Hacia 1845, la construcción más alta de Buenos Aires era una chimenea. Y estaba a escasos metros de Plaza de Mayo, sobre la calle Defensa. Pertenecía al Molino San Francisco, un establecimiento harinero donde habría funcionado la primera máquina a vapor llegada a estas tierras. Al ver semejante obelisco de ladrillos humeante, la gente de aquella ciudad de aire comarcal quizás sintiera las mismas dudas que tienen hoy los porteños cuando las ven mudas, solitarias y sin el marco fabril que les dio razón y presencia. El desconocimiento de los primeros tenía que ver con la incógnita de un fenómeno industrial prácticamente desconocido aquí y difundido en Europa. Los segundos, los de hoy, los que a decir de las encuestas de la TV y los medios gráficos –limitadas, por cierto– las confunden con pararrayos y no atinan a darles alguna significación, son emergentes del citado vaciamiento fabril, del cambio en los modos de energía que travistieron a estas hijas de la era del vapor en mojones mudos, sin silbatos ni sirenas de duras jornadas de trabajo. Hoy solo espejismos de fecunda labor.

Bajar del tren, el colectivo, el tranvía, y levantar la vista, siempre las encontraba como centinelas de referencia ineludibles, para calcular las distancias ida o la vuelta a casa, al colegio, al club o al trabajo. A veces también lo eran las grandes torres tanque que Obras Sanitarias de la Nación levantaba por todo el país. El agua y el fuego, por así decirlo, dominando el horizonte donde la propiedad horizontal no había erizado de anomia los perfiles de barriadas solo recortados por las agujas del templo parroquial, la torre con reloj de algún edificio municipal, o la rueda volante de un parque de diversiones, fugaz.

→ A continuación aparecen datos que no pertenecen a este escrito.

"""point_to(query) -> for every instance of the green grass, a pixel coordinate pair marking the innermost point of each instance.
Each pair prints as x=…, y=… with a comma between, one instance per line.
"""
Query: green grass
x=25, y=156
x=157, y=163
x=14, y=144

Las chimeneas de ayer fueron desapareciendo y las que aún subsisten casi siempre lo hacen por la calidad de los materiales y técnicas utilizados en su construcción, por la iniciativa de algún vecino o institución orientada a su preservación y, también, por la economía de gastos de algún “desarrollador” que prefirió no demoler tan noble realización. Es que la ejecución de una chimenea en los tiempos del historicismo arquitectónico llevaba una prolija composición, un tratamiento formal que no eludía la estilística en boga, sino más bien la aplicaba en clave industrial. Generalmente, esos esbeltos cilindros de ladrillos rojizos a la vista se proyectaban como las fachadas de la arquitectura histórica, es decir, “a columna”. En su parte baja, una base robusta, a modo de basamento o pedestal, en su desarrollo un tronco o fuste, y en su parte superior un “capitel” o remate, que concentraba el mayor despliegue ornamental, con sucesiones de arquillos, cornisamentos y hasta un adorno metálico por encima de la boca, culminando la composición.

Pero no todas las chimeneas tuvieron un origen y destino fabril. Las hubo y las hay, muy bellas, que ofician de conductos de ventilación de las redes de desagües cloacales subterráneas de la ciudad. Una delicia constructiva que todavía puede verse en algunos barrios porteños como Caballito, Flores y otros, levantadas por Obras Sanitarias de la Nación.

Ayer, símbolos de pujanza fabril y también elementos de polución. En el presente, testimonios de una memoria y cultura del trabajo que es necesario preservar. Definirlos como hitos descontextualizados se acerca más a una disección fría de la realidad que a la necesaria dimensión humana que debe primar al acercarnos a estos bienes culturales en serio riesgo.

Estas últimas supervivientes de una civilización industrial que las tuvo como emblemas hoy aguardan un rescate que las salve de la extinción. Numerosísimas asociaciones en todo el mundo respaldan hoy su protección e invariablemente hay miles de firmas solicitando a los gobiernos locales salvarlas del “industricidio” que previamente sufrió la fábrica que las cobijó. Muchos de sus defensores nunca las vieron funcionar y ni siquiera supieron de algunas su origen de ventileta cloacal. Por fortuna, el camino de lo sentido a veces precede o va de la mano del conocimiento y esto, en el terreno del patrimonio, logra resultados sorprendentes.